The deadline for the Hartsheath project approaches, and getting organised is becoming rather important.
I do in fact have almost enough work for the exhibition, but got sidetracked a couple of weeks ago when one of the prints turned effortlessly into a three-dimensional piece.  Another batch turned into little books.

The long, thin, format came naturally from the "drawing as you walk" sketchbook, and the idea of replicating a linear journey in print.  This in turn reminded me of the work of John Ogilby - the maker of (allegedly) the first usable travellers' atlas of Great Britain.  His maps, although beautiful,  are strictly utilitarian and limited to things you need to know to get from A to B - a sort of seventeenth century Satnav.   Each section of the image is dominated by the road to be taken, running vertically up the page.  Landscape features are noted only if they are visible from the road (and useful for getting your bearings).  After all, if you're riding from Chester to Holyhead via Mold you don't need to know that there are interesting things to see in Llangollen umpteen miles to the South, or even that Llangollen exists.  It's not on your route, so it doesn't need to be on your map.

Not all my walks flow tidily up the page...
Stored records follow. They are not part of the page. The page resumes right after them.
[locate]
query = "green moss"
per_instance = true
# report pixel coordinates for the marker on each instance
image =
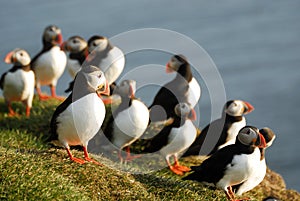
(33, 170)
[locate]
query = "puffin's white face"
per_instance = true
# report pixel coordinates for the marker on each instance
(251, 136)
(98, 45)
(75, 44)
(18, 57)
(174, 64)
(238, 108)
(126, 88)
(182, 109)
(52, 34)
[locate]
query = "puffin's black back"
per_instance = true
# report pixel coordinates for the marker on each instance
(214, 127)
(161, 139)
(213, 168)
(53, 124)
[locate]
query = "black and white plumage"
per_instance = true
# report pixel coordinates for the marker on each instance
(18, 83)
(78, 52)
(109, 58)
(229, 124)
(183, 88)
(129, 121)
(232, 164)
(260, 171)
(49, 64)
(78, 119)
(175, 138)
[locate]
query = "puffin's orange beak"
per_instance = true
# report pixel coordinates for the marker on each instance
(8, 58)
(168, 68)
(248, 107)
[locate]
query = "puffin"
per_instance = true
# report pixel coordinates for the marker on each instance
(109, 58)
(183, 88)
(229, 124)
(78, 52)
(49, 64)
(233, 164)
(260, 171)
(129, 121)
(175, 138)
(78, 119)
(18, 82)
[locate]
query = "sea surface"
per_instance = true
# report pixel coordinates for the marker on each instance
(255, 46)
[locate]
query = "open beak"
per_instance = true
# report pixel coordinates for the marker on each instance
(8, 58)
(248, 107)
(168, 68)
(262, 141)
(192, 116)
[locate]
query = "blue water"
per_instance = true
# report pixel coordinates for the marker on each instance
(254, 44)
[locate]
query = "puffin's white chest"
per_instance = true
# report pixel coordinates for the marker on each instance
(81, 120)
(233, 132)
(113, 64)
(130, 124)
(240, 169)
(73, 67)
(180, 139)
(254, 179)
(194, 92)
(19, 85)
(50, 66)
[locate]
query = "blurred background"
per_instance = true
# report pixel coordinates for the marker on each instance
(254, 44)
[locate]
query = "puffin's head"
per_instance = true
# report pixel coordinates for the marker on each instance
(97, 43)
(74, 44)
(237, 108)
(250, 136)
(126, 88)
(175, 62)
(95, 79)
(268, 135)
(52, 34)
(184, 110)
(18, 57)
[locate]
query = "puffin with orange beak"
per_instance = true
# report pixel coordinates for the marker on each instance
(129, 121)
(49, 64)
(233, 164)
(78, 119)
(18, 83)
(224, 129)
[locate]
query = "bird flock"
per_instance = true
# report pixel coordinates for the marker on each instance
(235, 164)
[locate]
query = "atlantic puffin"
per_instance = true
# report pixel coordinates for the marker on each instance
(183, 88)
(78, 52)
(78, 119)
(175, 138)
(260, 171)
(18, 83)
(49, 64)
(229, 124)
(129, 121)
(232, 164)
(109, 58)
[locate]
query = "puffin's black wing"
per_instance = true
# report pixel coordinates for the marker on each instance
(53, 124)
(213, 168)
(158, 141)
(168, 97)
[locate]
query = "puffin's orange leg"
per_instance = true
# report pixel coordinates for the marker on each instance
(77, 160)
(53, 94)
(180, 167)
(87, 158)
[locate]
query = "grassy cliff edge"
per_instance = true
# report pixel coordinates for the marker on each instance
(31, 169)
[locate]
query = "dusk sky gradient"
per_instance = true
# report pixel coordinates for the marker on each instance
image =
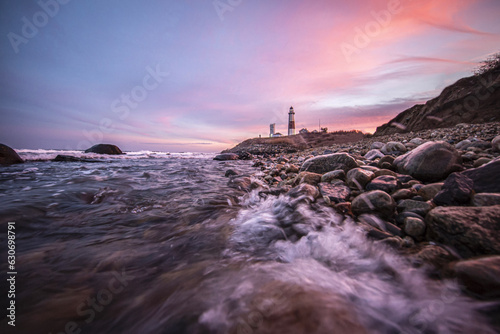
(226, 69)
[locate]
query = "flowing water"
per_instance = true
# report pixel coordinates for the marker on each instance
(159, 243)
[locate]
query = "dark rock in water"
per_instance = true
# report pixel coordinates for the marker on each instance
(337, 192)
(104, 149)
(326, 163)
(226, 156)
(471, 230)
(486, 178)
(385, 183)
(480, 276)
(457, 190)
(245, 156)
(230, 172)
(8, 156)
(432, 161)
(376, 201)
(70, 158)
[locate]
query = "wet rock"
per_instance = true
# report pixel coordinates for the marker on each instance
(326, 163)
(393, 148)
(432, 161)
(226, 157)
(376, 201)
(385, 183)
(414, 227)
(471, 230)
(377, 145)
(486, 199)
(428, 191)
(373, 154)
(418, 207)
(230, 172)
(485, 178)
(104, 149)
(457, 190)
(481, 161)
(403, 194)
(480, 276)
(8, 156)
(495, 144)
(309, 178)
(337, 192)
(333, 175)
(357, 178)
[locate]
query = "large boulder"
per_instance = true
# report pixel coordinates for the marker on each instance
(326, 163)
(432, 161)
(104, 149)
(226, 156)
(8, 156)
(472, 231)
(376, 201)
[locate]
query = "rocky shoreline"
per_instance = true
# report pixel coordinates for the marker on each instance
(432, 195)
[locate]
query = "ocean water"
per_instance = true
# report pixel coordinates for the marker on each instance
(152, 242)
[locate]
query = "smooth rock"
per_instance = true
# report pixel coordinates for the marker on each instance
(385, 183)
(8, 156)
(333, 175)
(326, 163)
(486, 199)
(357, 178)
(393, 147)
(337, 192)
(104, 149)
(432, 161)
(428, 191)
(472, 231)
(414, 227)
(418, 207)
(376, 201)
(226, 157)
(457, 190)
(373, 154)
(495, 144)
(480, 276)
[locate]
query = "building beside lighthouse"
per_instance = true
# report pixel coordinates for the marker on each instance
(291, 122)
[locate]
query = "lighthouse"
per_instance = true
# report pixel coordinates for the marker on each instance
(291, 122)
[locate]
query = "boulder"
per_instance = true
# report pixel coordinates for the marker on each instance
(376, 201)
(472, 231)
(393, 147)
(373, 154)
(480, 276)
(357, 178)
(226, 156)
(8, 156)
(333, 175)
(385, 183)
(486, 199)
(104, 149)
(495, 144)
(326, 163)
(457, 190)
(337, 192)
(428, 191)
(432, 161)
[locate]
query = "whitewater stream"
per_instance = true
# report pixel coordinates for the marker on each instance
(159, 243)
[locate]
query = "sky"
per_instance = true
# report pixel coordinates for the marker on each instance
(203, 75)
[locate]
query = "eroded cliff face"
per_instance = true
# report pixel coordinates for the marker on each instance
(474, 99)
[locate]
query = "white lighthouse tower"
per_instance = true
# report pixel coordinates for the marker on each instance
(291, 122)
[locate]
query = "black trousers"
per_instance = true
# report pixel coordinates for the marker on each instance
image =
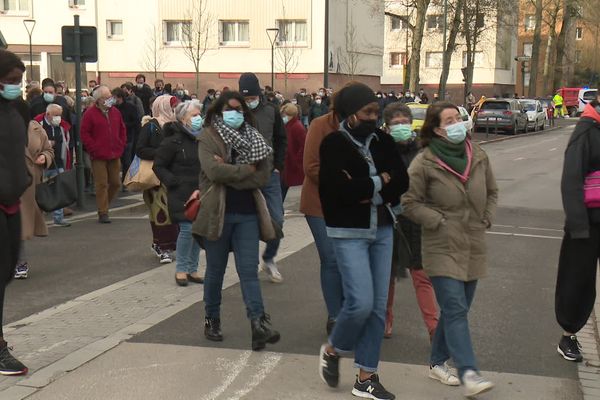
(10, 241)
(576, 282)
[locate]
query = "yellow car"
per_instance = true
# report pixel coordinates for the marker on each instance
(418, 111)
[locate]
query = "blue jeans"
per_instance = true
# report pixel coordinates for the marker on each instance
(452, 337)
(365, 266)
(331, 280)
(272, 193)
(58, 216)
(240, 235)
(188, 250)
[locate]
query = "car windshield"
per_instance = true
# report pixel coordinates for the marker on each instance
(418, 113)
(495, 105)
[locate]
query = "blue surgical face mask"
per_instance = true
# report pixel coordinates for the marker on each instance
(253, 104)
(401, 132)
(233, 118)
(196, 122)
(10, 92)
(456, 133)
(48, 97)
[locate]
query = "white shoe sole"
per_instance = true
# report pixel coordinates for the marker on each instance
(439, 379)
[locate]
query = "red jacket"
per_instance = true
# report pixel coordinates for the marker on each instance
(104, 136)
(293, 173)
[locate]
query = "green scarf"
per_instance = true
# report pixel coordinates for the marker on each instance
(454, 155)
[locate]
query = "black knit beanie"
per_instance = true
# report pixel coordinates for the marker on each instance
(352, 98)
(249, 85)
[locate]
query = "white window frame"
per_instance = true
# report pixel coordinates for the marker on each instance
(237, 42)
(21, 11)
(175, 43)
(428, 59)
(109, 34)
(292, 34)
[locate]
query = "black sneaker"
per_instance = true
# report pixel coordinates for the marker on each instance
(329, 367)
(10, 365)
(371, 389)
(570, 349)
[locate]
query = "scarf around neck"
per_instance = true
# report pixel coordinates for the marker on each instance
(248, 143)
(453, 155)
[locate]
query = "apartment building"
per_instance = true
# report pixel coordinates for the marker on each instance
(495, 69)
(149, 36)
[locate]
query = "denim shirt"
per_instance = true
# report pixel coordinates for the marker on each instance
(376, 200)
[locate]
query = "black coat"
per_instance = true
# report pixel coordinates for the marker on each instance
(177, 166)
(582, 156)
(341, 196)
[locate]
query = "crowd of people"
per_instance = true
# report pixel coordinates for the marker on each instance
(378, 200)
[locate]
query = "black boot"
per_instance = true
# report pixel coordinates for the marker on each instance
(262, 333)
(212, 329)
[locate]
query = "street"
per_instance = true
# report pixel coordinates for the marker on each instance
(99, 318)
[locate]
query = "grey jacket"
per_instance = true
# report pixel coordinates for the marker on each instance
(270, 125)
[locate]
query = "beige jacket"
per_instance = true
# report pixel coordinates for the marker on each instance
(454, 216)
(215, 176)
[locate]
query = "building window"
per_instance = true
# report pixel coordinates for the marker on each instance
(529, 22)
(478, 59)
(175, 32)
(434, 59)
(14, 5)
(114, 30)
(292, 31)
(235, 33)
(435, 22)
(397, 59)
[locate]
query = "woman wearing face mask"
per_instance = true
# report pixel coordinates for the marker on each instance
(398, 121)
(293, 172)
(164, 231)
(177, 167)
(233, 215)
(317, 108)
(453, 196)
(360, 180)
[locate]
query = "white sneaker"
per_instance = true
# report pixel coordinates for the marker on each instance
(475, 384)
(271, 270)
(444, 374)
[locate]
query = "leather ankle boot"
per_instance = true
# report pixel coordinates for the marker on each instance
(212, 329)
(262, 333)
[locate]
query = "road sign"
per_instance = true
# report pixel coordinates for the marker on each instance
(88, 43)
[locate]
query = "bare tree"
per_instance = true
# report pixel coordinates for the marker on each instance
(153, 57)
(196, 33)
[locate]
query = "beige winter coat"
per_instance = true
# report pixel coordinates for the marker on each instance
(454, 216)
(32, 219)
(215, 176)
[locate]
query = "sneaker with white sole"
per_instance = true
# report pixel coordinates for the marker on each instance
(270, 268)
(475, 384)
(444, 374)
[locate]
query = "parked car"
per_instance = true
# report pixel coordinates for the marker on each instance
(418, 111)
(536, 116)
(503, 114)
(467, 118)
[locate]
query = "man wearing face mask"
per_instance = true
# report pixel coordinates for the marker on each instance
(104, 136)
(144, 92)
(271, 127)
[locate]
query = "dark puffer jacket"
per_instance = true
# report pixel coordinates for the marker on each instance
(177, 166)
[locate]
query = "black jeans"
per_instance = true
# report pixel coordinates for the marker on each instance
(576, 281)
(10, 239)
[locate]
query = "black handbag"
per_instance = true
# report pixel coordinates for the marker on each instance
(57, 192)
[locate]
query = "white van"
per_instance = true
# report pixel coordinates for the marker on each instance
(585, 96)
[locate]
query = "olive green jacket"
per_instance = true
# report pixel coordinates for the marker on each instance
(454, 216)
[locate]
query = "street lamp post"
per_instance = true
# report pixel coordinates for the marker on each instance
(272, 33)
(29, 25)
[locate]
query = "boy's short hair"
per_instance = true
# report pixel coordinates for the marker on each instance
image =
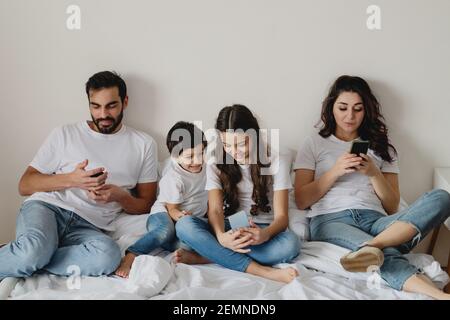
(184, 135)
(107, 79)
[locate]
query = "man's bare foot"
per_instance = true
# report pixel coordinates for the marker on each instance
(189, 257)
(125, 265)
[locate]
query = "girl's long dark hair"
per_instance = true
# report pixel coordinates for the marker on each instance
(372, 128)
(239, 117)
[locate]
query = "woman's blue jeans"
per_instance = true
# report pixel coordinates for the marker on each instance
(352, 228)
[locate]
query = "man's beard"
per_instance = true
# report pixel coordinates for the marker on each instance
(110, 129)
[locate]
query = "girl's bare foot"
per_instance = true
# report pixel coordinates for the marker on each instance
(189, 257)
(285, 275)
(125, 265)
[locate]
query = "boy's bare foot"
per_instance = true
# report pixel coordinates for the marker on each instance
(189, 257)
(125, 265)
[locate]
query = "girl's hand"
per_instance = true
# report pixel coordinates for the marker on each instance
(368, 167)
(236, 240)
(258, 234)
(177, 214)
(346, 163)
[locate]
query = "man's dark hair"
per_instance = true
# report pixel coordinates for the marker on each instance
(107, 79)
(184, 135)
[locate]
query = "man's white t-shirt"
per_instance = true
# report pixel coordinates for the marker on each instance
(281, 180)
(187, 189)
(129, 156)
(351, 191)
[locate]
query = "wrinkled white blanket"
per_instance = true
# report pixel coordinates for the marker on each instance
(321, 277)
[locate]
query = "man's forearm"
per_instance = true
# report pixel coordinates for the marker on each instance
(39, 182)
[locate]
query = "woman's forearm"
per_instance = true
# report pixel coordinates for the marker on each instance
(310, 193)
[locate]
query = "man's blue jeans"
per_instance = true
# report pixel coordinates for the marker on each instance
(198, 235)
(58, 241)
(352, 228)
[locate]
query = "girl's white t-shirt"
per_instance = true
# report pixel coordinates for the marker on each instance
(187, 189)
(129, 156)
(281, 180)
(351, 191)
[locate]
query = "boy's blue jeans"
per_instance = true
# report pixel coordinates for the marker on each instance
(59, 241)
(352, 228)
(161, 233)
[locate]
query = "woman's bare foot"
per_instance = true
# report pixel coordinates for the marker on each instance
(125, 265)
(285, 275)
(189, 257)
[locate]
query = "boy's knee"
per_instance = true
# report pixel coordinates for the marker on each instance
(185, 225)
(291, 245)
(443, 198)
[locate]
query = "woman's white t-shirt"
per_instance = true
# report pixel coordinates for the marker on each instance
(187, 189)
(351, 191)
(280, 181)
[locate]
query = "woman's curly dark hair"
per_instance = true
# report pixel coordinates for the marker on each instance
(239, 117)
(372, 128)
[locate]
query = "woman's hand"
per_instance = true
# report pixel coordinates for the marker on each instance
(236, 240)
(368, 167)
(347, 163)
(258, 234)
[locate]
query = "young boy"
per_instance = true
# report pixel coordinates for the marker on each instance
(181, 192)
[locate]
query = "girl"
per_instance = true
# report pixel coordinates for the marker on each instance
(353, 197)
(237, 183)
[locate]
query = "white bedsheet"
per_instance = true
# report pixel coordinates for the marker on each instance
(321, 277)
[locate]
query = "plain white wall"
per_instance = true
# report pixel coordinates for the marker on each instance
(186, 59)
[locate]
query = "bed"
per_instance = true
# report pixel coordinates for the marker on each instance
(156, 277)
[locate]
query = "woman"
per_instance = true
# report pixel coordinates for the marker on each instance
(240, 182)
(353, 197)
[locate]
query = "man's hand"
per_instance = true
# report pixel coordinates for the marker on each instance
(80, 178)
(177, 214)
(236, 240)
(108, 193)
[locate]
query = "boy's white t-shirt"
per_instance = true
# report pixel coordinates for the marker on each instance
(351, 191)
(129, 156)
(187, 189)
(281, 180)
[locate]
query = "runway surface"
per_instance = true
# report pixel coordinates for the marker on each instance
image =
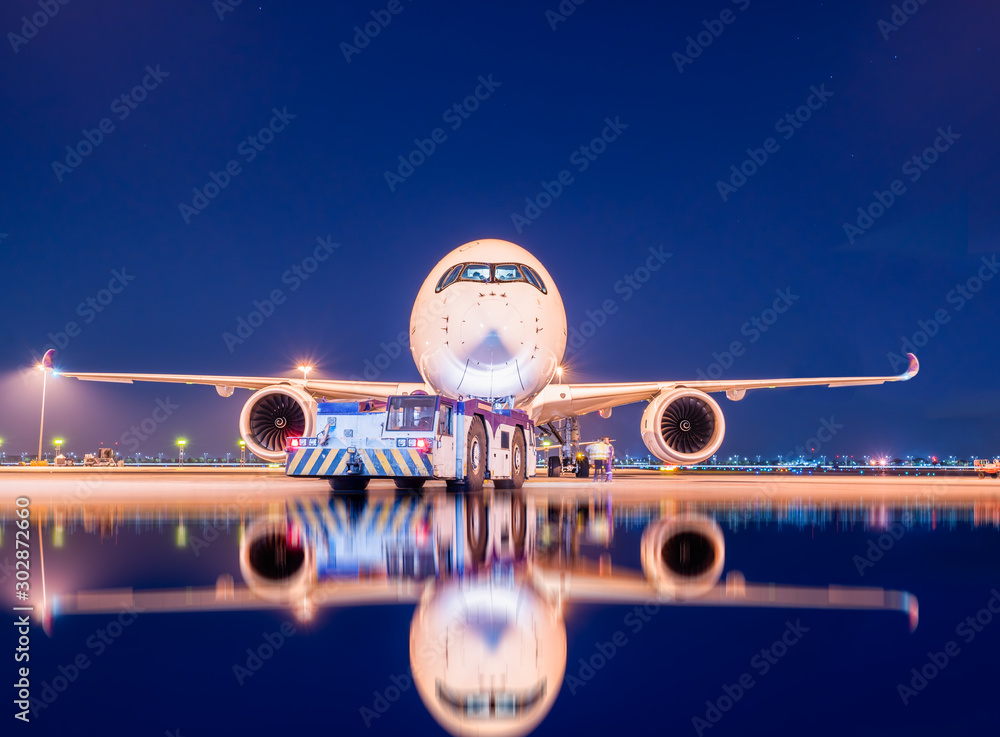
(253, 486)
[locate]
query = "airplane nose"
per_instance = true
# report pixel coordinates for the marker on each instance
(492, 332)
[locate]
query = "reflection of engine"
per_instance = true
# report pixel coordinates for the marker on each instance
(683, 557)
(276, 562)
(488, 657)
(274, 414)
(683, 426)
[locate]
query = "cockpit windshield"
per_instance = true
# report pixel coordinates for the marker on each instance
(507, 272)
(476, 272)
(491, 273)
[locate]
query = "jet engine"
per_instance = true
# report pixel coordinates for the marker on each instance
(683, 557)
(274, 414)
(683, 426)
(276, 562)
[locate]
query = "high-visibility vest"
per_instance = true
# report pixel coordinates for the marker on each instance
(598, 451)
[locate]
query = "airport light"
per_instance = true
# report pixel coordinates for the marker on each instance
(45, 366)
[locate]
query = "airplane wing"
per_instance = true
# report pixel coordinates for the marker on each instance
(227, 596)
(224, 385)
(631, 588)
(558, 401)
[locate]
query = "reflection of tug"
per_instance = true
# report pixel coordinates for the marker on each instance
(490, 576)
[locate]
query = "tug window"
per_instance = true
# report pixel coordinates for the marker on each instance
(413, 412)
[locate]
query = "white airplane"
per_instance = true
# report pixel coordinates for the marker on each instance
(489, 323)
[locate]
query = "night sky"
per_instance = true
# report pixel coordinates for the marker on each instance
(157, 100)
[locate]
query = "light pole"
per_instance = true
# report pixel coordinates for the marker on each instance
(45, 366)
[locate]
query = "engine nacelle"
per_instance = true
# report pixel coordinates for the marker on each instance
(274, 414)
(276, 561)
(683, 426)
(683, 557)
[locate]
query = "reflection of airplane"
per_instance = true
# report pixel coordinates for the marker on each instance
(491, 580)
(489, 323)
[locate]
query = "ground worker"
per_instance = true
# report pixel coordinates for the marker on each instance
(611, 460)
(598, 453)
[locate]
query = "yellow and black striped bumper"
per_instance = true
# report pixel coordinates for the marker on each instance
(375, 462)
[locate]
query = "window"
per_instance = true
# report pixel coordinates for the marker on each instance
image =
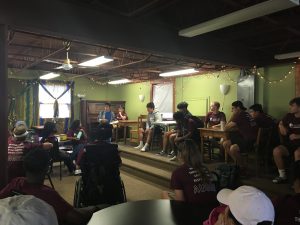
(47, 102)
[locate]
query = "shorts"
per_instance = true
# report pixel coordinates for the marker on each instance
(244, 145)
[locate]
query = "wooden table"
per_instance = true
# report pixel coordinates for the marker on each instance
(125, 124)
(152, 212)
(214, 133)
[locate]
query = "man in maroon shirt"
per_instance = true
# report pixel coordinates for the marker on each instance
(289, 128)
(214, 117)
(243, 138)
(36, 164)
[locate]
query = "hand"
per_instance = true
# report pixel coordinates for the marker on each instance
(293, 137)
(47, 145)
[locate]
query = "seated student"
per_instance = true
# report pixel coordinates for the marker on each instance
(243, 139)
(36, 164)
(287, 208)
(246, 205)
(18, 147)
(262, 119)
(153, 116)
(214, 117)
(107, 114)
(48, 136)
(192, 181)
(121, 113)
(26, 209)
(186, 129)
(289, 127)
(78, 137)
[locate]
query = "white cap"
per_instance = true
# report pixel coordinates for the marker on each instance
(248, 205)
(26, 209)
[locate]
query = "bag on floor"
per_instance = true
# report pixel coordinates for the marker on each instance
(227, 176)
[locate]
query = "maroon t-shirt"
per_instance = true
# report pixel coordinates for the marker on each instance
(214, 119)
(246, 125)
(43, 192)
(195, 190)
(288, 210)
(292, 124)
(264, 120)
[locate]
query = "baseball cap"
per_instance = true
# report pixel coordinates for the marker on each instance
(248, 205)
(26, 209)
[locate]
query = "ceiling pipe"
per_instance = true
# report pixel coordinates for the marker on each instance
(252, 12)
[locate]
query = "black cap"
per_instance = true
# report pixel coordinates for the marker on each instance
(239, 104)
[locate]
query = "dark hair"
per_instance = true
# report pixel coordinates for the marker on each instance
(49, 128)
(75, 125)
(295, 101)
(191, 155)
(178, 116)
(182, 105)
(36, 161)
(150, 105)
(239, 104)
(256, 108)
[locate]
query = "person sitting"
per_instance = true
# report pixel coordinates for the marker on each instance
(18, 147)
(121, 113)
(262, 119)
(287, 208)
(26, 209)
(107, 115)
(48, 135)
(153, 116)
(289, 128)
(246, 205)
(186, 129)
(245, 133)
(78, 137)
(36, 164)
(214, 117)
(192, 182)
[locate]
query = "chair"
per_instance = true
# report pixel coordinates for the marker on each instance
(134, 133)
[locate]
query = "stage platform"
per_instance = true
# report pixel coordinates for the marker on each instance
(157, 170)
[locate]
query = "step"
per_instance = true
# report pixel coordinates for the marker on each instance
(154, 175)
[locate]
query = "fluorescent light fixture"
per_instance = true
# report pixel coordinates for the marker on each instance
(122, 81)
(96, 61)
(287, 55)
(178, 72)
(252, 12)
(49, 76)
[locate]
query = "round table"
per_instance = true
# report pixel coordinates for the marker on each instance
(152, 212)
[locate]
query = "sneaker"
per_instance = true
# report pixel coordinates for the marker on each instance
(162, 152)
(174, 158)
(279, 180)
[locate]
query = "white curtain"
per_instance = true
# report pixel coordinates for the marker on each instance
(163, 98)
(46, 101)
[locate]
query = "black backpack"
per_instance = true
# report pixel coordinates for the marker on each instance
(226, 176)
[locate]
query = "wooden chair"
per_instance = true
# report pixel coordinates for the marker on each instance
(134, 132)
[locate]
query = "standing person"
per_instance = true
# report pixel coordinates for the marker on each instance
(48, 136)
(18, 147)
(192, 182)
(107, 115)
(244, 137)
(78, 137)
(153, 116)
(289, 128)
(215, 117)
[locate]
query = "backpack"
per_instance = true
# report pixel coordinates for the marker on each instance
(226, 176)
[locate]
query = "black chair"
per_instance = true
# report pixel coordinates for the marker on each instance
(100, 182)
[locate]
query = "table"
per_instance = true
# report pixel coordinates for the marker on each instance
(166, 124)
(212, 132)
(152, 212)
(125, 124)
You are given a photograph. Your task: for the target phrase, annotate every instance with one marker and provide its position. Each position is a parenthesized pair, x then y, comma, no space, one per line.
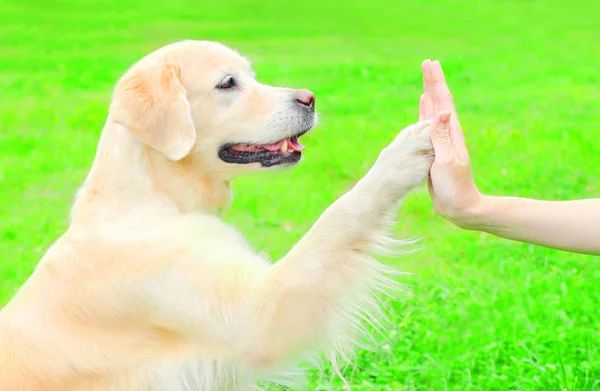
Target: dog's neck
(127,174)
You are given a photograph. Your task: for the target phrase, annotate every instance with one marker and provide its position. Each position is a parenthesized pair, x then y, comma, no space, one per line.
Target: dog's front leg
(317,294)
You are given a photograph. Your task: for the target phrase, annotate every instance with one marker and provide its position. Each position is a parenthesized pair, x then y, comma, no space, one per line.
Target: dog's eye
(227,83)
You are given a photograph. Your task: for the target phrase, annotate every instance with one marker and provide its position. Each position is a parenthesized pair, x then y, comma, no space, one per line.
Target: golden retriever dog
(148,289)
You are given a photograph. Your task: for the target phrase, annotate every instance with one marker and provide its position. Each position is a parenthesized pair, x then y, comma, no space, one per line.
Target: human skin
(572,225)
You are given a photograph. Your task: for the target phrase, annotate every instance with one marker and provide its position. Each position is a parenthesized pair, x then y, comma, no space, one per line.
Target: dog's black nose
(307,99)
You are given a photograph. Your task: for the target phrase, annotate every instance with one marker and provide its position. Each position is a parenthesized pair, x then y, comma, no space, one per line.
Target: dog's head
(200,100)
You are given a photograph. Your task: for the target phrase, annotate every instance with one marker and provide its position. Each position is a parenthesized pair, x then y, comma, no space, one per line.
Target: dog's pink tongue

I learnt to type on my father's old Royal typewriter, and coming back to it is a bit of an experience after years of using an electronic keyboard.  To say that the keystrike is positive is an understatement.  I think it needs a bit of a service, as it doesn't wind on straight and the platen jumps if you hit the keys too hard.  I tell myself that this adds character to the text.  And as I'm typing onto soft Somerset etching paper it doesn't matter that the black ribbon is defunct.